Hi, I'd like to create a game that is similar to the tennis player game. However, I don't quite understand some of the features in the following script: https://github.com/Unity-Technologies/ml-agents/blob/master/UnitySDK/Assets/ML-Agents/Examples/Tennis/Scripts/HitWall.cs

L 34: why is lastAgentHit set to 0? When agentB hits the ball and it flies over the net, lastAgentHit is set to 0, indicating that agentA is the last one to hit the ball. Why is this?

L 48: why is the total reward of agentB set to 0? I believe this block of code means that if agentA has hit the ball last, but the ball hits the wall behind him that agent gets a negative reward (although it says 0.1 in the documentation, while here it is 0.01). What I don't understand is why agentB gets a zero score. Say agentA has hit the ball 10 times over the net and agentB 9 times, then agentA will have a score 10*0.1 - 0.01 = 0.99, while agentB will have a score of 0, even though agentB won the game. What am I missing?

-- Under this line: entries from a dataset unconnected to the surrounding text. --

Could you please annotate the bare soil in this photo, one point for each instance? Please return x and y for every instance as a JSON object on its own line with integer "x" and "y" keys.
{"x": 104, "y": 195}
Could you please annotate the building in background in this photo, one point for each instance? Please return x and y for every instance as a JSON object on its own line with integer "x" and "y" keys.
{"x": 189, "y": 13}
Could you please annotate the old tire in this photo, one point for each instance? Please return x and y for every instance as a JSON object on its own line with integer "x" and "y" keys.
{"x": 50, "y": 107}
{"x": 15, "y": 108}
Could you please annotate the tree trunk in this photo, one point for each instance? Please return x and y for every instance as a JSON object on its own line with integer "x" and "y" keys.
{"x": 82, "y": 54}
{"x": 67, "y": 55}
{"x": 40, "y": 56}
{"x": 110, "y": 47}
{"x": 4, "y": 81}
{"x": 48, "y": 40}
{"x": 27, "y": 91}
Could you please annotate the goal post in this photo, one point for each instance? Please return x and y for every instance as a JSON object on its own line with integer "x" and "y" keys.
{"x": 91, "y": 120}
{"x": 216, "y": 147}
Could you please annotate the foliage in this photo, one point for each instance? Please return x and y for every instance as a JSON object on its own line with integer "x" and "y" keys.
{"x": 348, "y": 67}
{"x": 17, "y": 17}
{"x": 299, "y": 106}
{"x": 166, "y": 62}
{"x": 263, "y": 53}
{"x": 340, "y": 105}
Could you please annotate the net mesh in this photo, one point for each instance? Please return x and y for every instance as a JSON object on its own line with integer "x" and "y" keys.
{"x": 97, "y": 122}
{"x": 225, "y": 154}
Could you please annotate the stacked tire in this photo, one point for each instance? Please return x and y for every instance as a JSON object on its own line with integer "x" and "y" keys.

L 77-79 and 83-85: what is the difference between these lines, why are they in different if/else blocks?

Thank you very much in advance.

chriselion commented 5 years ago

Hi @wardVD, For https://github.com/Unity-Technologies/ml-agents/blob/493c75bf683d35d512ae6fb57d4a1a332116df15/UnitySDK/Assets/ML-Agents/Examples/Tennis/Scripts/HitWall.cs#L34 - agreed, that's weird. I'll try to find more historical info on it.

For https://github.com/Unity-Technologies/ml-agents/blob/493c75bf683d35d512ae6fb57d4a1a332116df15/UnitySDK/Assets/ML-Agents/Examples/Tennis/Scripts/HitWall.cs#L75-L87 - If you look at the floorB block below, that also repeats itself. I think in both cases the lastAgentHit logic can just be removed.

I'll do some more digging on the 0 reward and get back to you.

wardVD commented 5 years ago

HI @chriselion,

Thank you for the response. Could it also be possible to report on the logic about the rewards, as I believe it is the core behind the RL.

Thank you.

stale[bot] commented 5 years ago

This issue has been automatically marked as stale because it has not had activity in the last 14 days. It will be closed in the next 14 days if no further activity occurs. Thank you for your contributions.

chriselion commented 5 years ago

Hi @wardVD, sorry for the delay on this.

The original author of the tennis scene is currently on leave, so it's hard to get a first-hand answer about it. However, the consensus from the rest of the team is that in general it's a hard scene to train, so some of the values might have been hacks to get it to train the first time, and haven't been updated since then.

stale[bot] commented 5 years ago

This issue has been automatically marked as stale because it has not had activity in the last 14 days. It will be closed in the next 14 days if no further activity occurs. Thank you for your contributions.

stale[bot] commented 4 years ago

This issue has been automatically closed because it has not had activity in the last 28 days. If this issue is still valid, please ping a maintainer. Thank you for your contributions.

github-actions[bot] commented 3 years ago

This thread has been automatically locked since there has not been any recent activity after it was closed. Please open a new issue for related bugs.